TPtedro Almodóvar es merecedor de todos los premios del mundo, y del Príncipe de Asturias, que le acaban de conceder, también. Así y todo, convendría no confundir ni mezclar las cosas, pues tan indiscutibles son sus merecimientos por el valor intrínseco de su obra cinematográfica, original y personalísima, como discutible que esa obra haya proyectado la mundo la vera imagen de España y de sus aborígenes en el tiempo de grandes cambios y transformaciones sociales en que ha situado la acción de sus películas, que es lo que viene a decir el jurado del Príncipe de Asturias al argumentar el premio que le ha otorgado.

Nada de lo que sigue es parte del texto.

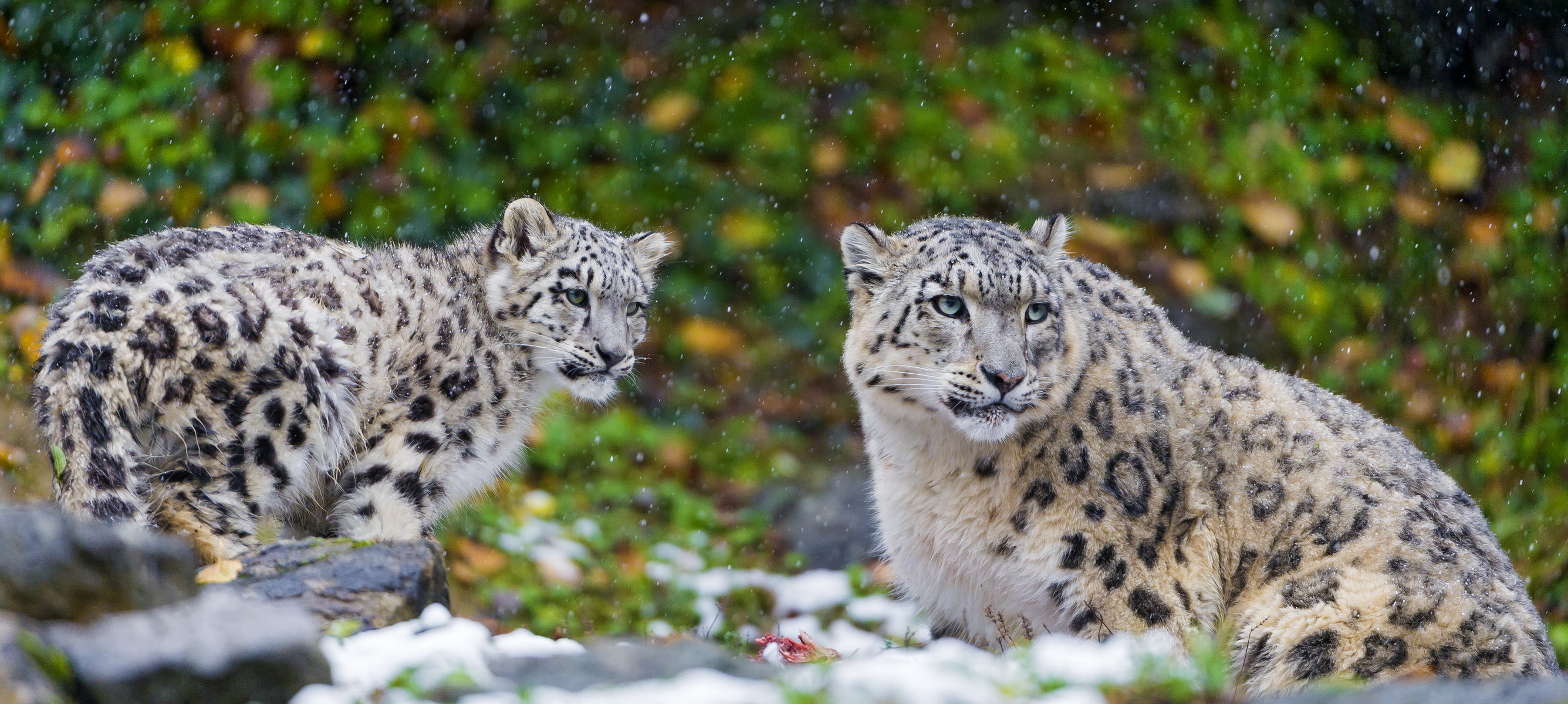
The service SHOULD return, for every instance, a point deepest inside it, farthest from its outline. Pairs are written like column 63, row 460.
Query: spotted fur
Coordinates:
column 1097, row 472
column 203, row 380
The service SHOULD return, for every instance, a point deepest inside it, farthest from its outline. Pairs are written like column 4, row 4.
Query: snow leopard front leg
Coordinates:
column 204, row 500
column 388, row 493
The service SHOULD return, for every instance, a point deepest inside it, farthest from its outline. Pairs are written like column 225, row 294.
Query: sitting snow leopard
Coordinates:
column 201, row 380
column 1051, row 455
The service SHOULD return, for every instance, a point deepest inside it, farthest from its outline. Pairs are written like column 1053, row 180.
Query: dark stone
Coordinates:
column 217, row 648
column 624, row 661
column 380, row 584
column 1545, row 691
column 832, row 526
column 21, row 679
column 57, row 567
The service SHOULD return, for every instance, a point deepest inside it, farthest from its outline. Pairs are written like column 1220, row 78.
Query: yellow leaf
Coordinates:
column 1415, row 209
column 1457, row 167
column 1408, row 132
column 1270, row 220
column 745, row 231
column 1484, row 229
column 183, row 55
column 120, row 197
column 670, row 112
column 1543, row 217
column 829, row 155
column 1116, row 176
column 709, row 337
column 218, row 573
column 538, row 502
column 1189, row 276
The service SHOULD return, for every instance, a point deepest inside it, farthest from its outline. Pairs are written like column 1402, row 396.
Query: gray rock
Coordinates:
column 380, row 584
column 217, row 648
column 624, row 661
column 1545, row 691
column 21, row 679
column 832, row 526
column 57, row 567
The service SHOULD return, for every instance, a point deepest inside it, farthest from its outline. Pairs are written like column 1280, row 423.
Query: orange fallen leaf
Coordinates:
column 1272, row 220
column 1457, row 167
column 1484, row 229
column 670, row 112
column 829, row 155
column 1189, row 276
column 1408, row 132
column 797, row 649
column 709, row 337
column 218, row 573
column 118, row 198
column 1415, row 209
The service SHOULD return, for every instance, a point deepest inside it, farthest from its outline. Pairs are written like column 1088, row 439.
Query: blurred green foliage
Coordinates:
column 1263, row 181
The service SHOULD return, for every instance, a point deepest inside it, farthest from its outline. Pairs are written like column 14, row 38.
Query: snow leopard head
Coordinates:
column 955, row 319
column 575, row 295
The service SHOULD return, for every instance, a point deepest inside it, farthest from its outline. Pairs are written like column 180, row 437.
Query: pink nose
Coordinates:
column 1002, row 383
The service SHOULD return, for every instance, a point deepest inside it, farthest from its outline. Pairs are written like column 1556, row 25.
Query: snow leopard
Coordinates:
column 204, row 380
column 1049, row 453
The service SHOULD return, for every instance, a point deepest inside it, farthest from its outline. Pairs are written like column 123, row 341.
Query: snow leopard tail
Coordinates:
column 85, row 405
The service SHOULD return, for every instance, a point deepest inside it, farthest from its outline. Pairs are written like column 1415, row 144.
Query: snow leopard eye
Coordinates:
column 951, row 306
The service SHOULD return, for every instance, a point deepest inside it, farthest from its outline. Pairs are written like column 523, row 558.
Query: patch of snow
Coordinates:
column 432, row 647
column 1073, row 695
column 811, row 591
column 946, row 672
column 1084, row 662
column 692, row 687
column 526, row 644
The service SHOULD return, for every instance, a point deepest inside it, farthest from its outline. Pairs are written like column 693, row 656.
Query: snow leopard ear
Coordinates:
column 867, row 253
column 1051, row 232
column 524, row 229
column 650, row 248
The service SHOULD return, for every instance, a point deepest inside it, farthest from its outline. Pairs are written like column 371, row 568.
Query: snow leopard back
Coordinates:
column 204, row 380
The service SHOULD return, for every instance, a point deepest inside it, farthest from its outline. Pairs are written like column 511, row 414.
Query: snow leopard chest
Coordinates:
column 946, row 524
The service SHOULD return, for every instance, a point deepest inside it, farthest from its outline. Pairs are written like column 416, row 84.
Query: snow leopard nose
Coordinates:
column 1002, row 383
column 610, row 357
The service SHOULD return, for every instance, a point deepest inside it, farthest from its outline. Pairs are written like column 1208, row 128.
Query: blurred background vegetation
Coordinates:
column 1300, row 184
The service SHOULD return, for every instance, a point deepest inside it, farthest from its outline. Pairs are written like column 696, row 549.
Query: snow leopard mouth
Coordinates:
column 576, row 372
column 992, row 413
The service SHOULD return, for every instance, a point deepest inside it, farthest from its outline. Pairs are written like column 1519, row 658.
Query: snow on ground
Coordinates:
column 878, row 637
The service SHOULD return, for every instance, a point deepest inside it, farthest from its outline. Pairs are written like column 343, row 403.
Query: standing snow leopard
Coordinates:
column 201, row 380
column 1051, row 455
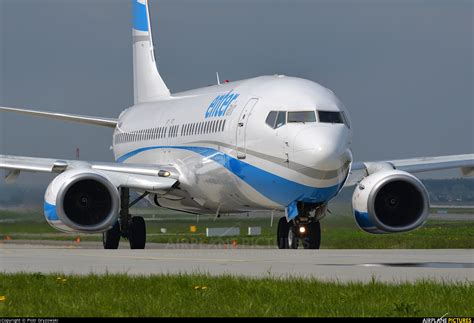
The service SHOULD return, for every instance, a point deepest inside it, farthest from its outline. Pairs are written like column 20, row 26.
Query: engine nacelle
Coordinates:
column 390, row 201
column 81, row 200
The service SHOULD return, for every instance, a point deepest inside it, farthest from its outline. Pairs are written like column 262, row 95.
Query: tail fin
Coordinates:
column 147, row 82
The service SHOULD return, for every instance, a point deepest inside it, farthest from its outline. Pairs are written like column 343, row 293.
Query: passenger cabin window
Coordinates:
column 330, row 117
column 276, row 119
column 301, row 116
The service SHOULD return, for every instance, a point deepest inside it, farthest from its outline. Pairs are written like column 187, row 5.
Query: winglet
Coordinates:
column 147, row 82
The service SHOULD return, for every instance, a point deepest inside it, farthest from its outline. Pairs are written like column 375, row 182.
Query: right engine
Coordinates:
column 81, row 200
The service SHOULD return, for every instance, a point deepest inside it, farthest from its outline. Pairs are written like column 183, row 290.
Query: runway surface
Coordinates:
column 341, row 265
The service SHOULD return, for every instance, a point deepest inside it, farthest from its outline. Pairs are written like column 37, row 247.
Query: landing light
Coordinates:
column 164, row 173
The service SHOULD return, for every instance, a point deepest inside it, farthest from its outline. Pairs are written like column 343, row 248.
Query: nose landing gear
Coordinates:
column 304, row 230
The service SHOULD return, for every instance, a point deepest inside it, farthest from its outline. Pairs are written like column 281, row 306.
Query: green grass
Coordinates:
column 37, row 295
column 339, row 231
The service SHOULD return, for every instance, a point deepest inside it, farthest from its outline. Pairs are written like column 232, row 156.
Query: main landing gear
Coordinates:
column 304, row 230
column 128, row 227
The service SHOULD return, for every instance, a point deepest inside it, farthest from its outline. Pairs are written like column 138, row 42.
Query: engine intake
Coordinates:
column 390, row 201
column 82, row 200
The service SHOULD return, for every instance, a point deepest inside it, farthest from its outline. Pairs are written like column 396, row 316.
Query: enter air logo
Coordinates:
column 220, row 105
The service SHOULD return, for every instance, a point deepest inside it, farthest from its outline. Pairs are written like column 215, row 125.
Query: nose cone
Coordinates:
column 323, row 147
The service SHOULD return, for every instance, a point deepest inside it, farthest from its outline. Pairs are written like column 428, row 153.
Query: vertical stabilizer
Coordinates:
column 147, row 82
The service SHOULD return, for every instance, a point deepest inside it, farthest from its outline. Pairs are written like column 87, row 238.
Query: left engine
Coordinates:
column 390, row 201
column 81, row 200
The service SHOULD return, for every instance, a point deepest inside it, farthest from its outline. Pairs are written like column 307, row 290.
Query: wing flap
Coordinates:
column 414, row 165
column 136, row 176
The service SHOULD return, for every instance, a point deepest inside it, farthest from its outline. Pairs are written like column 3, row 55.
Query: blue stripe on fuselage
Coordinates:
column 276, row 188
column 140, row 17
column 50, row 212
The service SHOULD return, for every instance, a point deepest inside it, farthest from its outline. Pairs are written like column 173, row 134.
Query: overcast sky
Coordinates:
column 404, row 69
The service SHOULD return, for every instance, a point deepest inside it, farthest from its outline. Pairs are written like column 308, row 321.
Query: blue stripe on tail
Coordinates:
column 140, row 17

Lo que Almodóvar ha proyectado al mundo, donde al parecer adoran sus películas, es su mirada personal sobre nuestra tribu, sus honras, sus pompas, sus fantasmas, sus excesos y sus carencias, pero rara vez lo ha hecho con sumisión a la realidad, esto es, a la magia de la realidad. Si los americanos, los franceses o los alemanes creen que nos conocen mejor después de haber visto sus películas, lo llevan claro, pero si creen que conocen mejor a Almodóvar y a su mundillo barroco, freudiano y peripatético, entonces sí, probablemente. Lo que el director manchego muestra a sus semejantes, impelido por la sed de cariño y de reconocimiento que padecen los artistas más si cabe que el resto de los mortales, es su visión de sí mismo, esto es, del efecto que en él, y sólo en, generan las cosas, los demás, el deseo, la muerte, la vida. Otra cosa, claro, es que a los españoles, que salvo una minoría no entiende sus películas ni le entiende a él, les mole que los extranjeros crean que España y ellos son así, o cuando menos, si no en el fondo, en la forma.

Prémiese a Almodóvar todo lo posible, pero por él, y no tanto por la versión que ofrece, tan discutible, de todo lo demás.